I pointed out that the owner of this comment is listed as an author of the original EP21A standard and never complained about the original standard being too complicated – the revision to the original standard is minor. But since the original standard was issued, the commentator’s company entered into a financial arrangement with Westgard. I should say that I tried to point out this conflict of interest but this part of my response to the comment was always deleted by CLSI.

Another comment objected to the inclusion of pre- and post-analytical error to EP21A2. I have since modified the text of the document but the basic idea remains – it is intended to estimate all (e.g. total) error in the protocol that would be expected to occur in routine use. So for example if a finger stick sample were used routinely, then the protocol should be conducted with finger stick rather than venous samples. Putting things another way, if venous blood were used, then the potential error source from finger sticks would have been excluded from the protocol, which is a source of bias.

The objection to this was:

Pre-and post analytic error is not measurable in a reproducible manner.  It will vary by location (ED vs. clinic, ICU private office etc.), personnel obtaining samples, reporting results. … We in the lab and manufacturers have very little control over this.  We can however measure bias and imprecision quite well and then estimate total analytic error.

This is a misconception – even if it weren’t – it wouldn’t matter.
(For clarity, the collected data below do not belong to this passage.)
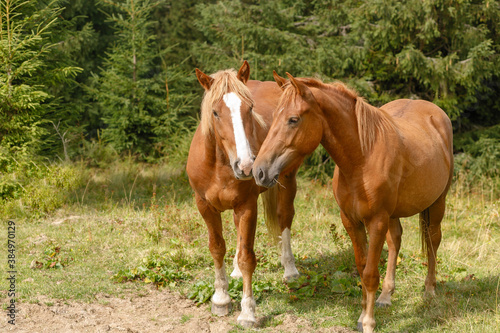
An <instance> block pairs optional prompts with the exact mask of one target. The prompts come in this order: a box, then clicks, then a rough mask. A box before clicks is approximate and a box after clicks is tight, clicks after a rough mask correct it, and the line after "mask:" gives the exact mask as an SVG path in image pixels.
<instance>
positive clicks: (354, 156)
mask: <svg viewBox="0 0 500 333" xmlns="http://www.w3.org/2000/svg"><path fill="white" fill-rule="evenodd" d="M315 97H316V99H317V101H318V103H319V104H320V108H321V110H322V112H323V116H324V122H325V124H324V125H323V127H324V134H323V139H322V141H321V144H322V145H323V147H325V149H326V150H327V152H328V153H329V154H330V155H331V156H332V158H333V160H334V161H335V163H336V164H337V165H338V166H339V168H340V169H341V170H345V171H346V172H350V171H352V170H354V168H355V167H356V166H359V165H360V164H361V163H362V162H363V153H362V150H361V142H360V139H359V135H358V125H357V119H356V114H355V107H356V100H355V99H353V98H351V97H350V96H347V95H345V94H343V93H342V92H339V91H337V90H336V89H334V88H331V90H329V91H322V93H319V94H315Z"/></svg>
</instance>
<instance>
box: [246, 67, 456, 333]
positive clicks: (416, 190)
mask: <svg viewBox="0 0 500 333" xmlns="http://www.w3.org/2000/svg"><path fill="white" fill-rule="evenodd" d="M287 75H288V77H289V80H286V79H285V78H282V77H280V76H279V75H278V74H277V73H276V72H274V78H275V80H276V82H277V83H278V85H279V86H280V87H281V88H282V89H283V95H282V97H281V99H280V101H279V104H278V107H277V109H276V111H275V114H274V120H273V123H272V124H271V128H270V129H269V134H268V136H267V138H266V140H264V143H263V144H262V147H261V149H260V152H259V154H258V156H257V159H256V160H255V161H254V166H253V173H254V178H255V180H256V183H257V184H258V185H260V186H265V187H271V186H273V185H274V184H275V183H276V179H277V177H278V175H280V174H281V173H282V172H287V170H288V168H289V167H290V166H293V167H296V165H297V163H302V161H303V159H304V158H305V156H307V155H308V154H310V153H311V152H313V151H314V149H316V147H317V146H318V145H319V144H320V143H321V144H322V145H323V147H325V149H326V150H327V152H328V153H329V155H330V156H331V157H332V159H333V160H334V161H335V163H336V167H335V170H334V175H333V181H332V183H333V192H334V196H335V199H336V201H337V203H338V205H339V207H340V216H341V219H342V223H343V225H344V227H345V229H346V230H347V233H348V234H349V236H350V238H351V240H352V244H353V249H354V255H355V260H356V267H357V270H358V272H359V275H360V277H361V284H362V291H363V298H362V303H361V304H362V312H361V315H360V317H359V319H358V324H357V328H358V330H360V331H362V332H365V333H367V332H373V330H374V328H375V317H374V307H375V303H377V305H379V306H388V305H391V295H392V294H393V292H394V288H395V281H394V280H395V269H396V261H397V258H398V253H399V249H400V245H401V235H402V227H401V223H400V218H401V217H408V216H412V215H415V214H417V213H418V214H420V226H421V228H420V232H421V236H422V246H423V250H424V251H426V252H427V258H428V273H427V277H426V279H425V293H426V295H435V287H436V252H437V249H438V247H439V244H440V242H441V220H442V219H443V216H444V211H445V198H446V194H447V193H448V189H449V188H450V184H451V181H452V175H453V147H452V146H453V132H452V125H451V122H450V119H449V118H448V116H447V115H446V113H445V112H444V111H443V110H442V109H440V108H439V107H438V106H437V105H435V104H433V103H431V102H428V101H423V100H409V99H399V100H395V101H392V102H390V103H387V104H385V105H383V106H382V107H380V108H376V107H374V106H372V105H370V104H368V103H367V102H365V101H364V100H363V98H361V97H359V96H358V95H357V94H356V93H355V92H353V91H351V90H349V89H348V88H347V87H346V86H345V85H343V84H341V83H333V84H325V83H323V82H321V81H319V80H316V79H311V78H294V77H293V76H292V75H290V74H289V73H287ZM367 234H368V239H369V242H368V240H367ZM384 238H385V240H386V241H387V245H388V252H389V256H388V261H387V273H386V277H385V279H384V282H383V285H382V293H381V295H380V297H379V298H378V299H377V301H375V296H376V292H377V289H378V286H379V281H380V275H379V271H378V263H379V261H380V256H381V252H382V248H383V246H384ZM367 244H368V246H367Z"/></svg>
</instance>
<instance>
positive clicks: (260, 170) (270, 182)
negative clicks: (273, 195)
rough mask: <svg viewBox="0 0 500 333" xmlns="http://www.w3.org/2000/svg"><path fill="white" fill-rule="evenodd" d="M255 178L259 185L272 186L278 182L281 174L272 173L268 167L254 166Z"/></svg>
mask: <svg viewBox="0 0 500 333" xmlns="http://www.w3.org/2000/svg"><path fill="white" fill-rule="evenodd" d="M253 171H254V178H255V182H256V183H257V185H259V186H263V187H272V186H273V185H274V184H276V180H277V179H278V176H279V174H275V175H271V174H270V173H269V170H268V169H265V168H264V167H261V166H256V167H254V170H253Z"/></svg>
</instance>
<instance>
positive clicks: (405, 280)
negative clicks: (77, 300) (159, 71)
mask: <svg viewBox="0 0 500 333" xmlns="http://www.w3.org/2000/svg"><path fill="white" fill-rule="evenodd" d="M491 182H493V183H495V184H498V180H497V179H494V180H490V181H488V182H484V184H479V183H478V184H475V187H474V190H473V191H472V190H471V189H470V188H469V186H466V185H465V182H463V181H462V180H461V179H458V180H456V182H455V184H454V186H453V188H452V190H451V193H450V194H449V197H448V206H447V213H446V216H445V219H444V221H443V240H442V243H441V247H440V249H439V252H438V256H439V266H438V287H437V296H436V297H435V298H433V299H424V298H423V297H422V296H423V285H424V279H425V274H426V271H427V267H426V258H425V257H424V256H423V255H422V252H421V249H420V238H419V233H418V220H417V217H412V218H405V219H403V220H402V224H403V230H404V232H403V244H402V249H401V253H400V260H399V264H398V268H397V280H396V292H395V294H394V296H393V301H392V304H393V305H392V307H390V308H385V309H376V319H377V331H378V332H498V327H500V304H499V302H500V293H499V284H500V217H499V210H500V207H499V206H500V204H499V202H498V201H497V200H495V199H496V198H497V197H498V193H496V192H495V188H497V186H490V185H491ZM298 189H299V190H298V195H297V199H296V202H295V207H296V216H295V220H294V224H293V226H292V248H293V251H294V254H295V258H296V264H297V268H298V269H299V271H300V272H301V278H300V279H299V280H297V281H295V282H292V283H289V284H288V285H287V284H285V283H283V282H282V280H281V277H282V274H283V271H282V268H281V267H280V264H279V259H278V255H279V253H278V249H277V247H276V246H274V245H273V244H272V242H271V240H270V239H269V238H268V237H266V229H265V224H264V220H263V217H262V216H259V220H258V223H259V226H258V229H257V233H258V241H257V242H256V249H255V250H256V254H257V257H258V265H257V269H256V273H255V275H254V277H255V278H254V290H257V297H258V301H257V315H258V316H259V317H266V318H267V319H266V321H265V325H264V326H265V327H273V326H276V325H277V324H279V323H278V322H276V320H275V319H274V318H275V317H277V316H278V315H280V314H283V313H288V314H292V315H294V316H297V317H301V318H304V319H307V320H310V321H311V322H313V323H315V325H317V327H318V328H319V327H331V326H344V327H349V328H355V325H356V321H357V318H358V316H359V313H360V309H361V307H360V301H361V289H360V287H359V285H360V284H359V277H358V276H357V273H356V269H355V264H354V255H353V251H352V246H351V241H350V239H349V238H348V236H347V234H346V232H345V231H344V229H343V227H342V224H341V222H340V217H339V211H338V207H337V205H336V203H335V200H334V198H333V194H332V191H331V187H330V186H329V185H322V184H321V183H319V182H315V181H311V180H309V179H305V178H300V179H299V186H298ZM27 191H28V192H29V193H30V195H29V196H27V197H25V198H21V199H17V200H15V201H13V202H10V203H9V204H8V207H7V208H5V207H4V212H8V214H10V216H16V217H18V218H16V219H15V223H16V244H17V249H16V250H17V271H18V283H17V291H18V295H20V296H19V297H20V298H19V301H21V302H28V303H36V302H40V299H41V296H47V297H48V298H51V299H65V300H69V299H71V300H75V299H76V300H82V301H85V302H93V301H94V300H95V296H96V295H97V294H108V295H118V296H119V295H124V294H126V293H128V292H131V291H134V292H141V290H145V288H148V286H149V285H150V284H156V285H157V286H158V287H159V288H171V289H173V290H176V291H180V292H181V293H183V294H185V295H187V296H189V297H191V298H192V299H193V302H206V301H207V300H208V298H209V296H210V293H211V290H212V289H211V288H212V283H213V264H212V258H211V256H210V253H209V251H208V246H207V242H208V238H207V231H206V227H205V224H204V222H203V220H202V219H201V217H200V215H199V214H198V211H197V210H196V208H195V205H194V200H193V195H192V191H191V189H190V187H189V184H188V181H187V178H186V175H185V173H184V172H183V170H182V168H181V167H175V168H174V167H168V166H165V165H141V164H136V163H127V162H117V163H113V164H111V165H110V166H108V167H106V168H101V169H89V168H84V167H80V166H78V165H69V166H57V167H53V170H52V171H51V172H50V173H49V175H48V176H47V177H46V178H44V179H42V180H37V181H36V182H34V183H33V184H31V185H30V188H29V189H27ZM28 201H29V202H28ZM28 204H29V205H31V207H34V208H32V209H28V208H26V207H27V206H28ZM5 214H7V213H5ZM223 216H224V220H225V221H226V223H225V238H226V242H227V249H228V253H227V256H226V265H227V267H228V273H230V271H229V269H230V268H231V266H232V259H233V256H234V254H235V246H236V241H235V236H236V233H235V230H234V225H233V223H232V214H231V213H230V212H226V213H224V215H223ZM7 221H8V216H4V217H2V232H0V244H6V243H7V240H6V239H7ZM1 256H2V260H3V258H5V257H6V256H7V252H6V250H5V251H4V252H3V253H2V254H1ZM386 257H387V252H386V251H384V252H383V258H382V261H381V266H380V267H381V272H382V274H384V273H385V266H384V264H385V258H386ZM2 262H3V261H2ZM0 283H1V284H0V290H6V289H7V288H6V287H7V285H6V280H5V279H2V280H1V282H0ZM230 289H231V293H232V294H233V296H234V297H233V299H238V297H240V295H239V293H240V290H241V282H239V281H238V280H231V282H230ZM0 297H1V298H0V301H1V302H2V305H3V307H4V309H5V307H6V302H7V300H8V299H7V295H6V293H5V292H2V294H1V296H0ZM49 305H50V304H49ZM239 329H240V328H239V327H237V326H236V323H235V327H234V330H239Z"/></svg>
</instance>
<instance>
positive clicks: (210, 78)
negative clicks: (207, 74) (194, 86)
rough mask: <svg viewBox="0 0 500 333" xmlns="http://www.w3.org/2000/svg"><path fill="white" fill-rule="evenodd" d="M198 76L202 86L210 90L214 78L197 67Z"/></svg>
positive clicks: (198, 78) (204, 87) (213, 79)
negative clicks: (212, 77)
mask: <svg viewBox="0 0 500 333" xmlns="http://www.w3.org/2000/svg"><path fill="white" fill-rule="evenodd" d="M196 77H197V78H198V82H200V84H201V86H202V87H203V88H205V90H209V89H210V87H211V86H212V83H213V82H214V79H213V78H211V77H210V76H208V75H207V74H205V73H203V72H202V71H200V70H199V69H198V68H196Z"/></svg>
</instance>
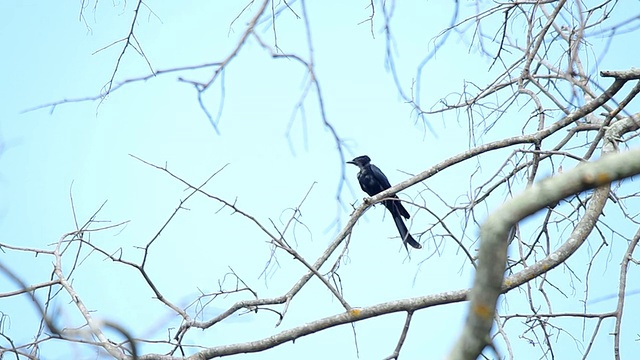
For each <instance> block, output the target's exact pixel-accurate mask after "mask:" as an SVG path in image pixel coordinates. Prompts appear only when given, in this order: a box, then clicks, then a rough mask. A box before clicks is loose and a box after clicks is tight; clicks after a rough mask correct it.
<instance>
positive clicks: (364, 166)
mask: <svg viewBox="0 0 640 360" xmlns="http://www.w3.org/2000/svg"><path fill="white" fill-rule="evenodd" d="M370 162H371V159H370V158H369V157H368V156H367V155H362V156H358V157H357V158H355V159H353V160H351V161H347V164H353V165H355V166H357V167H359V168H363V167H365V166H367V165H369V163H370Z"/></svg>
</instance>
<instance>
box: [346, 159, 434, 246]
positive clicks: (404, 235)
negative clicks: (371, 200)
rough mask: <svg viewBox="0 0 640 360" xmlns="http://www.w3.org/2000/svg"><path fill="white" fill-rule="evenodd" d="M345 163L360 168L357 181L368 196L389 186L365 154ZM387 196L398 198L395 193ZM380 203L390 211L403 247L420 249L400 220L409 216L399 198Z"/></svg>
mask: <svg viewBox="0 0 640 360" xmlns="http://www.w3.org/2000/svg"><path fill="white" fill-rule="evenodd" d="M347 164H353V165H355V166H357V167H358V168H360V172H358V182H359V183H360V188H362V190H363V191H364V192H366V193H367V194H369V196H374V195H376V194H378V193H380V192H382V191H384V190H387V189H388V188H390V187H391V184H389V180H388V179H387V177H386V176H384V173H383V172H382V171H381V170H380V169H378V167H377V166H375V165H373V164H372V163H371V159H370V158H369V157H368V156H367V155H363V156H358V157H357V158H355V159H353V160H351V161H347ZM389 197H390V198H395V199H398V197H397V196H396V195H395V194H394V195H392V196H389ZM382 204H383V205H384V207H386V208H387V210H389V212H390V213H391V216H392V217H393V221H394V222H395V223H396V227H397V228H398V232H399V233H400V237H401V238H402V242H403V243H404V247H405V248H406V247H407V244H409V245H411V246H412V247H414V248H416V249H421V248H422V245H420V243H419V242H417V241H416V240H415V239H414V238H413V237H412V236H411V234H409V230H407V225H405V224H404V221H403V220H402V218H403V217H404V218H405V219H408V218H409V217H410V216H409V212H408V211H407V209H405V208H404V206H402V203H401V202H400V200H384V201H383V202H382Z"/></svg>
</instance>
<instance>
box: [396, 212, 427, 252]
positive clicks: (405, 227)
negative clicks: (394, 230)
mask: <svg viewBox="0 0 640 360" xmlns="http://www.w3.org/2000/svg"><path fill="white" fill-rule="evenodd" d="M393 221H394V222H395V223H396V227H397V228H398V232H399V233H400V237H401V238H402V242H403V243H404V247H405V248H406V247H407V244H409V245H411V247H413V248H415V249H422V245H420V243H419V242H417V241H416V240H415V239H414V238H413V236H411V234H409V230H408V229H407V225H405V223H404V221H403V220H402V217H401V216H400V214H397V215H395V216H394V217H393Z"/></svg>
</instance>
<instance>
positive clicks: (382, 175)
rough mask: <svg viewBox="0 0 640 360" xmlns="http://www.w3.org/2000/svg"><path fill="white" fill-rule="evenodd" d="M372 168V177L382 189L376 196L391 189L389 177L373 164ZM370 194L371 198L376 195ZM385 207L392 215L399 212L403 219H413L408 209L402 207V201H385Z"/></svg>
mask: <svg viewBox="0 0 640 360" xmlns="http://www.w3.org/2000/svg"><path fill="white" fill-rule="evenodd" d="M370 168H371V174H372V176H373V177H374V178H375V179H376V181H377V182H378V183H379V184H380V185H379V187H380V188H382V189H381V190H380V191H378V192H376V193H375V194H377V193H379V192H381V191H382V190H387V189H388V188H390V187H391V184H390V183H389V179H387V177H386V176H385V175H384V173H383V172H382V170H380V169H378V167H377V166H375V165H373V164H371V166H370ZM363 190H364V189H363ZM365 191H366V190H365ZM367 193H368V192H367ZM368 194H369V196H373V195H375V194H370V193H368ZM391 197H394V198H396V199H397V198H398V197H397V196H396V195H393V196H391ZM384 206H385V207H386V208H387V209H389V211H390V212H391V214H392V215H393V214H394V213H395V212H397V213H399V214H400V215H402V217H404V218H405V219H409V218H410V217H411V216H409V212H408V211H407V209H405V207H404V206H402V203H401V202H400V200H397V201H394V200H386V201H384Z"/></svg>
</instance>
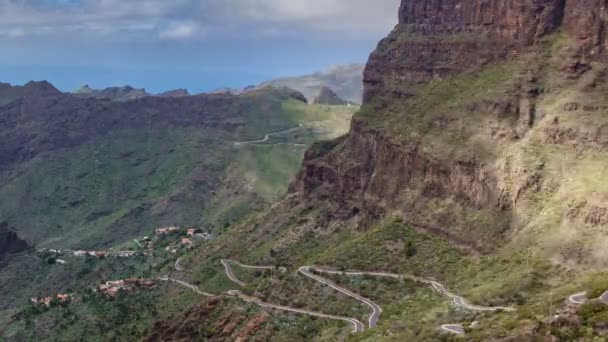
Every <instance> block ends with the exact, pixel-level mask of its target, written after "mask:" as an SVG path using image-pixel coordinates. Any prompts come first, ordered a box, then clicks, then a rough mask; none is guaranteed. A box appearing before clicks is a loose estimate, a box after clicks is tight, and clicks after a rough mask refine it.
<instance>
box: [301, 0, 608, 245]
mask: <svg viewBox="0 0 608 342" xmlns="http://www.w3.org/2000/svg"><path fill="white" fill-rule="evenodd" d="M607 5H608V2H606V1H603V0H588V1H578V0H527V1H519V0H518V1H515V0H497V1H482V0H465V1H456V0H446V1H438V0H425V1H414V0H403V1H402V3H401V7H400V12H399V24H398V26H397V27H396V28H395V29H394V31H393V32H392V33H391V34H390V35H389V36H388V37H387V38H386V39H384V40H382V41H381V42H380V43H379V45H378V48H377V50H376V51H375V52H373V53H372V55H371V57H370V60H369V62H368V65H367V68H366V70H365V74H364V81H365V96H364V106H363V110H362V113H361V114H359V115H358V116H356V117H355V120H354V122H353V127H352V130H351V132H350V134H349V136H348V137H347V138H346V139H345V140H344V142H342V143H340V144H337V146H336V147H335V148H334V149H331V150H328V151H326V153H324V154H322V155H319V154H318V153H314V154H310V155H309V158H308V160H307V161H306V162H305V165H304V169H303V171H302V172H301V175H300V177H299V178H298V180H297V181H296V182H295V183H294V184H293V186H292V190H293V191H294V192H297V193H299V194H300V195H301V196H302V197H303V198H304V199H305V200H306V201H311V200H315V199H322V200H328V201H330V202H331V203H332V204H333V206H334V208H335V210H334V212H335V214H336V216H337V217H339V218H341V219H346V218H348V217H353V216H360V217H363V218H364V220H363V221H362V222H370V221H373V220H376V219H378V218H382V217H384V216H386V215H390V214H397V215H401V216H404V217H405V218H407V219H408V220H410V221H412V222H415V223H419V224H420V225H421V226H426V227H438V228H439V229H440V230H442V231H444V232H447V233H450V234H454V236H455V237H458V240H460V241H465V243H467V244H470V245H475V246H479V247H480V248H482V249H483V248H484V246H486V247H487V246H490V245H492V244H495V243H496V242H498V241H500V239H499V238H497V237H499V236H503V237H506V236H510V235H511V234H512V233H513V231H518V230H520V229H524V228H523V227H526V226H528V225H529V223H530V221H529V220H530V219H531V217H532V216H534V215H536V214H538V213H539V212H538V210H542V209H539V207H540V208H545V209H546V208H547V207H548V206H549V205H548V204H547V203H548V200H547V199H545V198H542V199H541V198H539V196H538V193H543V192H549V193H550V194H554V193H555V194H556V193H559V192H560V191H561V190H556V189H558V188H560V186H559V180H558V179H554V178H552V177H554V176H555V175H553V174H551V175H549V174H547V172H545V166H544V165H547V164H549V163H553V162H554V160H555V159H557V156H555V155H552V154H550V153H549V152H547V150H546V149H545V146H542V144H541V145H540V147H538V145H537V144H536V142H535V141H536V139H544V140H545V141H546V139H548V137H547V134H548V133H547V132H551V131H552V130H553V129H555V126H560V124H562V122H560V121H559V120H560V116H561V115H562V114H563V116H561V117H562V118H564V117H567V118H568V122H575V121H570V120H571V119H572V120H575V119H576V116H575V115H573V114H571V113H570V112H567V109H568V104H567V103H566V102H567V96H566V95H565V94H571V93H566V88H568V87H572V88H568V91H572V90H573V89H577V91H578V90H579V89H580V88H581V87H585V86H586V87H587V88H586V89H588V90H587V93H585V95H586V96H587V97H589V98H592V97H593V96H594V94H597V95H598V96H601V95H599V93H597V90H598V89H600V88H602V87H601V85H602V84H603V82H604V81H603V78H602V76H601V75H603V74H604V72H603V71H602V67H601V64H599V63H598V62H601V61H602V60H604V59H605V57H606V54H605V48H606V35H605V30H606V22H605V21H606V16H605V15H604V14H603V13H605V11H606V7H607ZM497 70H498V71H497ZM591 79H594V80H593V81H591ZM565 80H568V81H565ZM568 82H571V83H568ZM592 88H593V89H592ZM589 89H591V90H589ZM602 89H603V88H602ZM599 98H603V97H599ZM549 99H550V100H551V101H553V102H552V104H551V105H549V104H548V103H549ZM555 101H557V102H558V103H559V104H558V105H557V106H556V105H555V104H554V102H555ZM571 105H572V104H571ZM575 105H580V106H583V104H578V103H575ZM560 106H561V107H560ZM600 107H601V106H600ZM600 107H598V108H600ZM607 108H608V107H607ZM549 117H551V118H549ZM550 120H552V122H550ZM597 120H598V121H596V122H595V123H596V124H599V125H600V126H601V124H602V123H603V120H604V118H598V119H597ZM573 125H574V126H577V125H578V127H575V128H572V126H570V128H569V129H572V130H573V131H576V132H580V131H584V130H586V128H583V126H584V125H582V124H581V121H579V122H578V124H577V123H576V122H575V123H574V124H573ZM551 127H553V128H551ZM539 136H541V137H542V138H540V137H539ZM575 140H576V139H575ZM533 141H534V143H533ZM576 144H578V145H579V146H582V145H584V142H583V141H582V140H581V141H578V142H577V143H576ZM520 145H521V146H520ZM532 145H534V148H542V149H543V150H542V153H541V154H542V158H540V159H542V161H538V160H536V159H534V160H535V162H534V163H539V165H536V164H534V163H531V162H530V161H529V160H528V159H526V158H528V157H530V160H532V158H537V157H538V155H532V154H530V156H528V151H529V150H528V149H530V148H531V146H532ZM518 149H520V150H518ZM447 150H449V151H450V153H447V152H446V151H447ZM452 150H456V151H458V153H453V152H452ZM545 153H546V155H545ZM551 153H552V152H551ZM567 153H570V152H567ZM523 155H525V158H524V157H522V156H523ZM572 155H573V156H574V154H572ZM573 158H574V157H573ZM543 163H544V164H543ZM570 176H572V177H574V178H576V177H579V175H574V174H570ZM549 188H550V190H549ZM545 201H546V202H545ZM532 202H533V203H534V208H535V209H530V208H531V203H532ZM560 209H563V208H560ZM535 210H537V211H535ZM547 210H548V209H547ZM564 210H565V209H564ZM556 225H559V224H557V223H556Z"/></svg>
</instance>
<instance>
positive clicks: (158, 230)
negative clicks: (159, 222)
mask: <svg viewBox="0 0 608 342" xmlns="http://www.w3.org/2000/svg"><path fill="white" fill-rule="evenodd" d="M178 230H179V228H178V227H165V228H158V229H157V230H156V236H160V235H169V234H172V233H175V232H176V231H178Z"/></svg>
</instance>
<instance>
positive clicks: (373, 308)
mask: <svg viewBox="0 0 608 342" xmlns="http://www.w3.org/2000/svg"><path fill="white" fill-rule="evenodd" d="M313 269H314V270H317V269H316V268H312V267H310V266H302V267H300V269H299V270H298V271H299V272H300V273H301V274H303V275H305V276H306V277H308V278H311V279H313V280H316V281H318V282H319V283H321V284H324V285H327V286H329V287H331V288H332V289H334V290H336V291H338V292H341V293H343V294H345V295H347V296H349V297H352V298H354V299H356V300H358V301H360V302H362V303H363V304H365V305H367V306H369V307H370V308H371V309H372V313H371V315H370V316H369V318H368V324H369V327H370V328H374V327H376V325H377V324H378V320H379V319H380V314H381V313H382V308H381V307H380V305H378V304H376V303H374V302H372V301H371V300H369V299H367V298H365V297H363V296H361V295H358V294H356V293H354V292H352V291H350V290H347V289H345V288H343V287H341V286H338V285H336V284H334V283H333V282H331V281H330V280H329V279H325V278H323V277H321V276H318V275H316V274H313V273H311V272H310V271H311V270H313Z"/></svg>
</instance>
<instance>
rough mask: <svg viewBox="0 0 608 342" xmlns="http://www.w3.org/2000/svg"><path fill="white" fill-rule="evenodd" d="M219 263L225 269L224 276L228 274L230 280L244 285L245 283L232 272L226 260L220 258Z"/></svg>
mask: <svg viewBox="0 0 608 342" xmlns="http://www.w3.org/2000/svg"><path fill="white" fill-rule="evenodd" d="M221 263H222V265H223V266H224V270H226V276H228V278H229V279H230V280H232V282H234V283H237V284H238V285H239V286H245V283H243V282H242V281H240V280H239V279H238V278H237V277H236V276H235V275H234V273H233V272H232V267H230V263H229V262H228V260H224V259H222V260H221Z"/></svg>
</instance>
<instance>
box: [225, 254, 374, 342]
mask: <svg viewBox="0 0 608 342" xmlns="http://www.w3.org/2000/svg"><path fill="white" fill-rule="evenodd" d="M221 263H222V265H223V266H224V270H225V271H226V276H227V277H228V278H229V279H230V280H231V281H233V282H235V283H236V284H238V285H239V286H241V287H242V286H245V285H246V284H245V283H244V282H242V281H240V280H239V279H238V278H237V277H236V276H235V275H234V273H233V272H232V267H231V266H230V264H231V263H233V264H235V265H238V266H240V267H243V268H248V269H254V270H274V269H278V270H279V271H281V272H287V269H286V268H284V267H279V268H276V267H274V266H251V265H245V264H241V263H240V262H238V261H234V260H226V259H222V260H221ZM227 293H228V294H229V295H231V296H235V297H239V298H241V299H242V300H244V301H246V302H249V303H253V304H256V305H258V306H261V307H265V308H271V309H276V310H282V311H289V312H295V313H300V314H305V315H309V316H315V317H320V318H327V319H333V320H339V321H343V322H348V323H351V324H352V325H353V333H359V332H363V331H364V330H365V325H363V323H361V321H359V320H358V319H355V318H350V317H342V316H335V315H328V314H324V313H321V312H315V311H310V310H305V309H296V308H292V307H288V306H283V305H277V304H271V303H266V302H263V301H261V300H260V299H258V298H254V297H249V296H247V295H245V294H243V293H242V292H240V291H238V290H231V291H228V292H227Z"/></svg>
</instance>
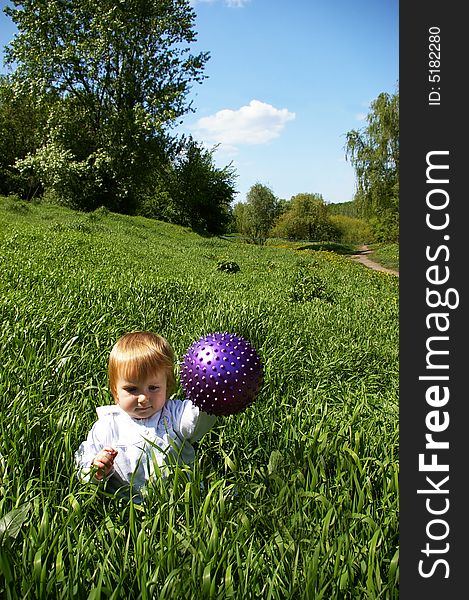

Whether one has control over an error is not the issue, the task is to measure the error that will be observed in routine use.

As an example, say there are nurses performing finger sticks on assays that are under control of the laboratory. One could perform an experiment to measure error from this source as an imprecision component. It would be as reproducible as any other imprecision component (e.g., calibration error). And as for control, reagent bias is an analytical error. Why does the commentator think that he has control over the amount of reagent bias in an assay.

The problem is that laboratorians have been comfortable in using the wrong model (e.g., Westgard) to measure total error and also in excluding pre-analytical error from evaluation experiments that could easily be included (an error that occurs in some standards such as the glucose meter standard ISO 15197).

EP21A2 attempts to make things right and provide more faithful estimates of the error that will be routinely observed.